Wednesday, April 18, 2007

Can you Avoid Bankruptcy with Debt Consolidation

A great way to avoid bankruptcy is to go to Debt Consolidation.

Debt Consolidation is the process of taking out one loan to pay off other debts. This sounds good in theory but you have to be careful. When people are in a lot of debt there credit may be on the verge of going bad so a debt consolidation officer may charge a higher interest because they consider you to be a high risk. Try to keep your interest payments low with collateral such as your car or your home. A co-signer may keep your interest down.

If you are not careful you could end up in the vicious circle again. You may get the loan but with a high interest and you get enough to repay all of your debt, but now you have clean credit cards and no payments on your car but now you have a huge loan you have to pay and some people fall back into the same trap. They may be thinking I will charge something I want so I can save the cash to pay the loan and before you know it you have amassed another credit card debt but only this time you have a loan payment.

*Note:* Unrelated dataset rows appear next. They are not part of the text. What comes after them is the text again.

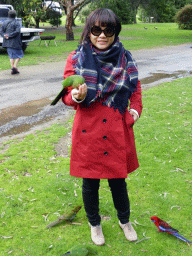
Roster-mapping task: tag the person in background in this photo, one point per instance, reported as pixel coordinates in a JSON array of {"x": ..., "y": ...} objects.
[
  {"x": 103, "y": 145},
  {"x": 10, "y": 31}
]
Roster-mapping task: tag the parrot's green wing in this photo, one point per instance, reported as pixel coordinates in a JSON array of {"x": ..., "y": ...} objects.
[
  {"x": 78, "y": 250},
  {"x": 81, "y": 250}
]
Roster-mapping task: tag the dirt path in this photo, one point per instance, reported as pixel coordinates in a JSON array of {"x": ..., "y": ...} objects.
[{"x": 25, "y": 99}]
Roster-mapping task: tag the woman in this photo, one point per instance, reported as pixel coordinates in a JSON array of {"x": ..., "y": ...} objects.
[
  {"x": 10, "y": 31},
  {"x": 103, "y": 144}
]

Before you attempt debt consolidation speak to a counselor and see if it is feasible for you. If you don't have a huge amount debt, try to get a loan for the longest amount of time. Keep your interest rates low. The real key is to understand how you got in this position and how to avoid it once you have repaid the debts with your loan. You don't realize how many people fall into the same trap and the next time it is worse, you won't be able to get another loan and bankruptcy will be the next step and you will have to pay the debts anyway and you will have a mark on your credit report.

Getting debt consolidation is a responsible move but you have to be responsible in handling that debt. That is one of the problems here and in most places around the world, there are some people who due to unfortunate circumstances end up in trouble and know how they got there and can correct it but there are the other people who just spend and spend and they got into trouble and even if a debt consolidation loan they more likely than not will fall into trouble again.

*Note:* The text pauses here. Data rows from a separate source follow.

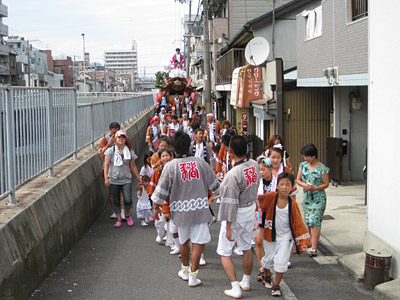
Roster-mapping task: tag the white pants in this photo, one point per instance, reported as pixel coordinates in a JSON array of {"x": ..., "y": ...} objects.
[
  {"x": 197, "y": 233},
  {"x": 159, "y": 225},
  {"x": 277, "y": 255},
  {"x": 241, "y": 233}
]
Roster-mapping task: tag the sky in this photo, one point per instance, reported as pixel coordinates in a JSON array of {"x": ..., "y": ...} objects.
[{"x": 57, "y": 25}]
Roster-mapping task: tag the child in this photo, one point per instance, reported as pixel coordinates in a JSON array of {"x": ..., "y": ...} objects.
[
  {"x": 166, "y": 155},
  {"x": 147, "y": 169},
  {"x": 283, "y": 223},
  {"x": 264, "y": 164},
  {"x": 143, "y": 206}
]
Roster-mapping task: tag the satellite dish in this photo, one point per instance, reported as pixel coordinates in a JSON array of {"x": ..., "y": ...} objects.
[{"x": 257, "y": 51}]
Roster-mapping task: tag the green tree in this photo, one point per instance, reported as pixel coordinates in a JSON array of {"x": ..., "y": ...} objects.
[{"x": 159, "y": 78}]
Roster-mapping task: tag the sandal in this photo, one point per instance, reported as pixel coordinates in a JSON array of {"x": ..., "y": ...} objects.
[
  {"x": 267, "y": 281},
  {"x": 276, "y": 291},
  {"x": 260, "y": 276}
]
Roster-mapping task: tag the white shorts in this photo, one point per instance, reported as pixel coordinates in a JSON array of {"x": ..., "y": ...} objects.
[
  {"x": 241, "y": 232},
  {"x": 172, "y": 227},
  {"x": 197, "y": 233},
  {"x": 277, "y": 255}
]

Do some research on debt consolidation and see if it is feasible for you. Check out the rates and the different banks or loan companies that offer them. Do the responsible thing with the loan and repay your debts and then cut up all credit cards except for one with a very low limit, under $ 1000.00 if will be easier to manage in the long run. Not only cut the card sup but contact the card companies and ask them to close your accounts. So you won't be tempted to get another card.